In other words, the radiation dose received by an individual is directly proportional to the spent time in the
radiation field and inversely proportional to the square
of distance from the source. The dose is also reduced if a
shielding material is introduced [1,2]. In special circumstances, when the first two parameters (i.e., time and distance) cannot be compromised, radiation shielding plays
an important role in reducing the individual exposure.
The primary purpose of radiation shielding is to limit
radiation exposure to the general public and employees of the radiation facilities to an acceptable level recommended by the International Atomic Energy Agency
(IAEA) [3] or by an individual state regulatory body.
Two types of radiation barriers or shielding, known as
primary and secondary barriers, are considered to reduce
radiation exposures from high-energy medical linear accelerators (LINACs) to within safe limits [1,2,4]. The primary barrier of the treatment room is irradiated directly
by the radiation produced by the LINAC while the secondary barrier receives radiation scattered by the patient
and by the different surfaces of the room, as well as leakage radiation from the machine’s head. The maximum
beam size of the LINAC is used to determine the characteristics of the primary barrier. On the other hand,
secondary radiations are, emitted in all directions and
are therefore, considered for the entire treatment room
[1,2].
Neutrons are produced at high-energy X-rays and electron beams (energies > 10 MV) through X-ray-neutron
(x, n) and electron-neutron (e, n) reactions [1, 2, 4–12,
12, 14]. The X-ray target, primary collimators, beam
flattening filters, collimator jaws, and X-ray beam accessories are the main sources of neutron contamination [1,
2,10]. The cross section for the (x, n) reaction is at least
an order of magnitude larger than for the (e, n) reaction
at the high energies of LINACs [2, 15]. The neutrons
produced during the X-ray mode are of primary concern. Some elements, such as 15 O (t1/2 : 2 minutes) and
13
N (t1/2 : 10 minutes), inside the LINAC’s treatment
room may also become radioactive with short half-lives
(i.e., t1/2 ∼ seconds to a few minutes) by direct activation due to (x, n) reactions or by activation of secondary
neutrons. The radiation produced by these radioactive
elements contributes to the radiation exposure to the radiotherapy staff, who enter the treatment room after a
high-energy photon-beam treatment [2,15].

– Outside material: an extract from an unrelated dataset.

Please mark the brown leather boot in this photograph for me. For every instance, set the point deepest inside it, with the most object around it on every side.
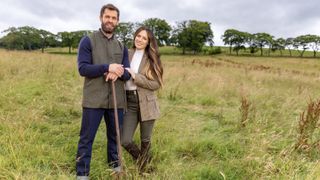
(145, 157)
(133, 150)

Both the primary and the secondary barriers are designed to protect against expected photon and contamination neutron doses. The primary barrier of the
treatment room is responsible for providing protection
against primary/direct X-ray beams. On the other hand,
secondary barriers are designed to provide protection
against scattered and leakage photons and neutrons.
These also attenuate the neutron-capture γ-rays [1].
A specially designed maze and door are essential to reduce the scattered and the leakage radiation fields along
the maze [2]. For the design of a maze or duct, a strong
knowledge of the scattering characteristics of X-rays is
required [4]. Efficient room ventilation is an effective
method for removing the radioactivity and will reduce
the exposure to the radiotherapy staff who enter the
treatment room after a high-energy photon-beam treatment [2]. The treatment room should be designed on the
lowest floor of the building to avoid huge shielding loads
on the floor [1,2].
The area around the treatment room is usually classified into two subtypes, controlled and uncontrolled, on
the basis of the access, occupancy and working conditions. The former has limited-access immediate areas
where radiation is used and where the occupational exposure to the radiation workers is under the supervision of
an individual in charge of radiation protection [2,3]. Examples are treatment rooms, control consoles, and other
areas that require control of access, occupancy and working conditions for radiation protection purposes. The
latter are those occupied by the general public (i.e., patients, visitors) and workers not involved in any radiation
related task [1,2].
The factors used in shielding calculations are as follows:
• The occupancy factor (T) is the fraction
of time that a particular area (i.e., controlled/uncontrolled) is occupied by radiation/nonradiation workers, patients or the general public.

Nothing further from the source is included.